Depriving Sussex of the cheque for £105,000 that comes with the title pennant was always a forlorn hope and there is a real danger now that the consolation of the £50,000 prize for finishing second might also elude them after Nottinghamshire, who are relegated, enjoyed rare prosperity.
Some perceived dampness in the pitch was the theory behind Warren Hegg's surprise decision to bowl but it backfired badly as Nottinghamshire gathered an unfamiliar clutch of batting points. It took Lancashire's bowlers two-and-a-half hours to claim their first wicket and while they did claim the full return as the home side's ninth wicket fell in the 100th over, it was at a cost in runs which is likely to turn the winning of this contest into a major feat.

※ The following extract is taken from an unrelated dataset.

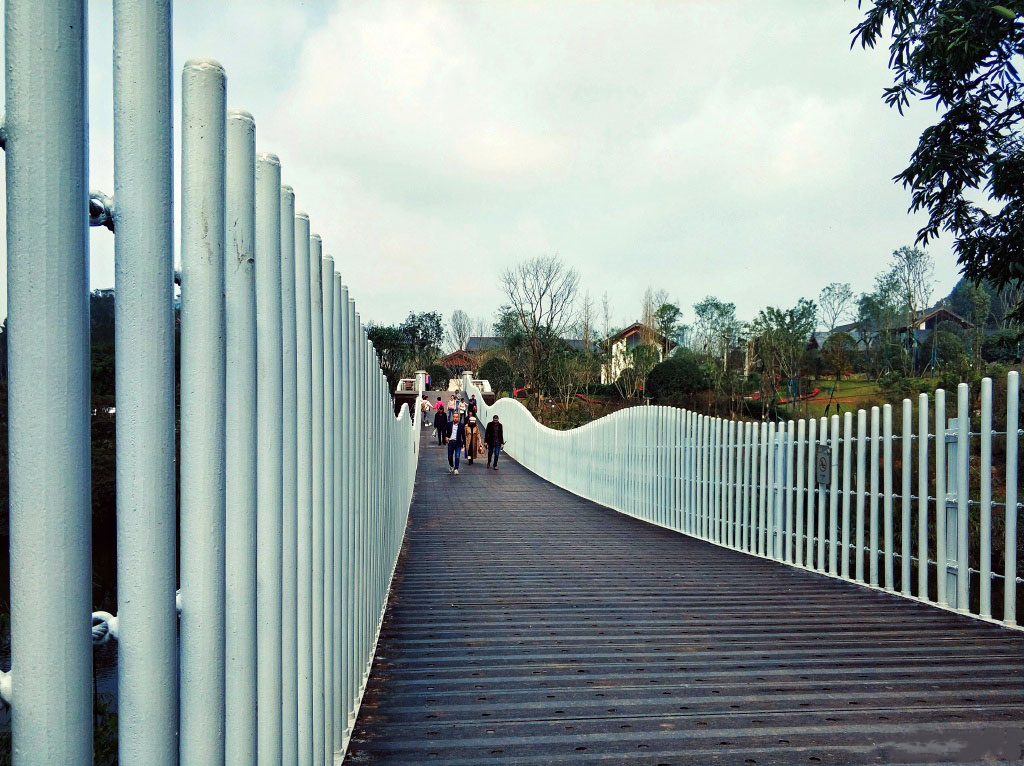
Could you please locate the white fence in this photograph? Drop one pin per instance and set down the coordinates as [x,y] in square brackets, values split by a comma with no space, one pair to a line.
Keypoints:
[909,511]
[295,475]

Given the work they have put in throughout the year, Lancashire's toiling seamers, particularly the loyally reliable Peter Martin and Glen Chapple, do not deserve to be criticised. It was just unfortunate that they should choose yesterday to misfire.
Encouraged by an invitingly short boundary on the Fox Road side, Darren Bicknell and Jason Gallian made the morning their own. England may feel they were serving the national interest by insisting, after the Oval Test, that James Anderson and Andrew Flintoff took no further part in the Championship, but Lancashire must surely question why they pay the pair if even matches as consequential as this do not deserve their participation.
When the breakthrough did come, as Bicknell was bowled in expansive driving mode after scoring 64 of his 75 runs in boundaries, Gallian - spectacularly caught in the gully - and Chris Read soon followed.
But an 87-run partnership between Kevin Pietersen and Russell Warren restored Nottinghamshire's position of strength before the former thin-edged Carl Hooper. Warren's 75 became the bedrock as the home side consolidated their gains.
After the seam bowler Andrew Harris had to leave the ground because of a family illness, the home side declared at nine wickets down.
Lancashire survived two overs without loss but will need something spectacular from the likes of Hooper and Stuart Law today if Surrey's bid to pip them for second spot is to be repelled.